Coaching has long been seen as a reward for those that reach a certain level in their career. I was only offered it when I took up a strategic leadership position. Fortunately, this view is slowly changing with coaching being offered to a far wider range of people irrespective of their position in an organisation or their life stage. It should be available to all including teenagers when they are considering their career/university options and to those nearing retirement.
A couple of weeks ago I was once again at Warwick University for a two day workshop to kick off the second module in my second year of a Masters in Coaching. The workshop included exercises which we could use in our own coaching practice. including a number focusing on ‘values’. I’ve done quite a lot of work on my own values particularly when doing the ethics module but, I’ve not explicitly used a ‘values’ exercise with my own clients. This experience has made me reconsider.
The first exercise was a fairly simple one. From a list of values we were asked to pick our top 8. We could also use values that weren’t on the list. We then wrote these values on post-it notes and placed them on the floor in a configuration that captured their importance and the relationship between each of them.
This was mine:

It’s important to recognise that values can change as life changes. What is important in midlife may be very different to what was important as a teenager. And will morph again as a consequence of our life experiences, good and bad. For example, I doubt ‘health’ would have been at the top of my list in my early 50’s. ‘Fitness’ may have featured but my health was a given. But losing and recovering it twice, and not wanting to make it a hat trick has elevated it to the number 1 spot.
The next exercise was to draw our ideal life if we were living to our values. Cue why I never pursued an artistic career. My penguins were unrecognisable*. As were the antics of my matchstick figures. But it was an enlightening activity. It is so easy to describe life, or our future lives using lists but not so easy depicting it as a picture. It brought our values to life. It either reinforced their importance or brought about a rethink.

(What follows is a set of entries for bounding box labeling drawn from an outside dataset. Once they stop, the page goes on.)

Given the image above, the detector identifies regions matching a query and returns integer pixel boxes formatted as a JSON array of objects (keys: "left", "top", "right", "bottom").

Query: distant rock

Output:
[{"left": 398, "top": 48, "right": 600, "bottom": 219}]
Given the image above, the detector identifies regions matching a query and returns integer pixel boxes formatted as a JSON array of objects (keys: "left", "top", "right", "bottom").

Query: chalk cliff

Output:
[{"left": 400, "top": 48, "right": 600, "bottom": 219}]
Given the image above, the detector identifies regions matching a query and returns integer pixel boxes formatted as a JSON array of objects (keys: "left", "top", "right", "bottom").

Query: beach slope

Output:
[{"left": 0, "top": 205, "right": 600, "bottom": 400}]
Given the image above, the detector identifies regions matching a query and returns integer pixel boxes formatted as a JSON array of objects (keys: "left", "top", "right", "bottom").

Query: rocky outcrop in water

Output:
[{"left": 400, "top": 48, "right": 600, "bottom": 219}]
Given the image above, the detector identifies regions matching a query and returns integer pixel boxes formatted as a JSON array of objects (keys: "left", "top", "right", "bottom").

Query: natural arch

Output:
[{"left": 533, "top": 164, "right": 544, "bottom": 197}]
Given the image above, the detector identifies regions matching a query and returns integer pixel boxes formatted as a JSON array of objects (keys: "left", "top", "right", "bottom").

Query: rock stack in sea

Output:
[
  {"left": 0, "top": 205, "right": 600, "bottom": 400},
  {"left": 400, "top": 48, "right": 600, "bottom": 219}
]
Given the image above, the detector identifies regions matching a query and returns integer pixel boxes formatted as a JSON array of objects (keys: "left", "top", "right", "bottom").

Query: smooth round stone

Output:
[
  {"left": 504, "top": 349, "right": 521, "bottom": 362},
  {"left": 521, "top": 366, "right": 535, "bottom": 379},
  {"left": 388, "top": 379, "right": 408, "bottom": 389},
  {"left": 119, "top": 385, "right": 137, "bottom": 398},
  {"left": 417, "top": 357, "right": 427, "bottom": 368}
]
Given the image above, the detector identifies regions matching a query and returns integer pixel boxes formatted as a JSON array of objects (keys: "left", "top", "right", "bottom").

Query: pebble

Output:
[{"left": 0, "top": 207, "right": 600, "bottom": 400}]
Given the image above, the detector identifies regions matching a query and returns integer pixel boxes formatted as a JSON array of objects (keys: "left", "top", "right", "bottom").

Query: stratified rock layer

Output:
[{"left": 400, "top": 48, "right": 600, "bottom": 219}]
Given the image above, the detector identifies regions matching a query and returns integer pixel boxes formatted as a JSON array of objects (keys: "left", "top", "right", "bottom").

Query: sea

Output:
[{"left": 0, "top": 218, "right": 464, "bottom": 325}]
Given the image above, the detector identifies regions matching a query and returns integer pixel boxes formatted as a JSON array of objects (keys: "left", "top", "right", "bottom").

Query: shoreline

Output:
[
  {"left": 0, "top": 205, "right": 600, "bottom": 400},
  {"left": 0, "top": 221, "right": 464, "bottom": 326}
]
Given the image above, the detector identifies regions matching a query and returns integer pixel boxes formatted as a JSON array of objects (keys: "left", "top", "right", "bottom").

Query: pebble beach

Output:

The big take home for me apart from confirming my lack of artistic skills was the importance of the client appreciating what their values are before identifying their ‘goals’.There a number of reasons why I’d previously started with ‘goals’. Many of the coaching models that I’m familiar with start with ‘goals’. For example, one of the most popular models is John Whitmore’s GROW. The mnemonic standing for Goal, Reality, Opportunity, Will. Adding ‘values’ : VGROW would just destroy the mnemonic.
There is also a pressure to identify the goal or goals very early on in the coaching process. I would feel that I’d failed as a coach if a goal wasn’t identified and agreed by the end of the first coaching session. But a goal that doesn’t reflect our values is either doomed to fail or, possibly worse, doomed to a be disappointing success.
So I’m allowing myself and my coachee to slow down.